Junot Díaz’s The Brief Wondrous Life of Oscar Wao (2008)
I thought the footnotes would make it fun (like in a Steven Haywood short story); I was more focussed on the ‘wondrous’ than the warning of brevity.
In fact, Oscar’s life emerges from dictatorship and constricted choices, and you know from the beginning (as with Raziel Reid’s 2014 coming-of-age novel When Everything Feels Like the Movies) that this life story is being told after death.
What makes the story remarkable is the glimpse into multiple generations of a Dominican Republic family; what makes it interesting is the zigzaggy structure which connects past and present; what makes it shine is Oscar’s relentless pursuit of wonder. I read this with Danielle and that kept us both reading.
“It had the density of a dwarf-motherfucking-star and at times he was a hundred percent sure it would drive him mad. The only thing that came close was how he felt about his books; only the combined love he had for everything he’d read and everything he hoped to write came even close.”
Rishma Dunlop’s Reading Like a Girl (2004)
When I first read this poetry collection in 2011, I marked completely different passages.
Then, I was struck by Lector in Fabula: “I am reading in a school of dreams, / a lost girl in a night’s tale, wandering through / a jardin d’essais, underfoot, the crunch of pale / green lichen on the forest floor.”
Now, I scribble down these lines from the same poem: “Tonight, I’ll turn the pages of the book again / my hands inside the spine, reading the places / where memory doesn’t work.”
Then, I marked some verses which I read through quickly now. Now, I copy lines from “Saccade”: “Everything stories you. You take Rilke at his word. / Take it everywhere. Wonderland signs.”
And, so, I know that I can reread this one many more times, marvelling at different parts of each journey.
Kevin Irie’s Angel Blood: The Tess Poems (2004)
I first learned of Irie’s poems when Viewing Tom Thomson: A Minority Report was nominated for the 2013 Toronto Book Award.

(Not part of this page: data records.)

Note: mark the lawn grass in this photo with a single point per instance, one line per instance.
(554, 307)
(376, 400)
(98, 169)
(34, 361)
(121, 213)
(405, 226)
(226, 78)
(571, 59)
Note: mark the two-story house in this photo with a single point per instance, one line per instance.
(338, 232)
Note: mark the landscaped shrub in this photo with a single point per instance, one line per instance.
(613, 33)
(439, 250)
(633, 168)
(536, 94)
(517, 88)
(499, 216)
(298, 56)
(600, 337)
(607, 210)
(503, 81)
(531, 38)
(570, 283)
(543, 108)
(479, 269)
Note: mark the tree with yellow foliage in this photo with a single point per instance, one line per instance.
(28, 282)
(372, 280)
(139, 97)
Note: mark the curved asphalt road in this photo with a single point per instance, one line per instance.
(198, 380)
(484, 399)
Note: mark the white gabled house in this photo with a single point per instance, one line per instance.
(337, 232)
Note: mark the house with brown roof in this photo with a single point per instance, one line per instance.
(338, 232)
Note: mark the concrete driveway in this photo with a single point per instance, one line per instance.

But because I had found Thomas Hardy’s Tess of the D’Urbervilles (1891) such a memorable story, it was this early book of his poems which I yearned to read.
This shaping of self, shaping of solitude: it’s a beautiful volume and a striking homage to a powerful novel.
This story of “[a] woman gone missing / from her own life”.
Rabindranath Maharaj’s Homer in Flight (1997)
“All artists are strugglers.”
Homer has arrived in Canada, desperate for a sense of promise, absent for him in his homeland, Trinidad.
Whether his duties in the workplace, his ragtag assembly of home furnishings, his fledgling and established relationships (friendships or romances) in Toronto, the writing is exacting and detailed.
Readers ride the bus with Homer in the mornings and share his sleepless nights as well, coming to understand the peculiar kind of racism exhibited in Canada, struggling to balance that with his overwhelming desire to belong.
Marcelino Truong’s Saigon Calling: London 1963-75 (2015; Translated by David Homel, 2017)
A follow-up to Such a Lovely Little War: Saigon 1961-63, this volume’s format is consistent although innocence fades as the children grow.
In London, they are Frogs and they look too Chinese, but their mother is more stable away from Vietnam but their Vietnamese father is uncomfortable with his political work.
But, the Beatles.
Readers glimpse the subtleties of the conflict-simmering-beneath-the-conflict back in Vietnam, with news exchanged between their father’s remaining family members and the new Londoners, the conflict always present but, strangely, far away too.
An abrupt summary in the final pages is unsatisfying (and sad); I would have rather had more volumes instead.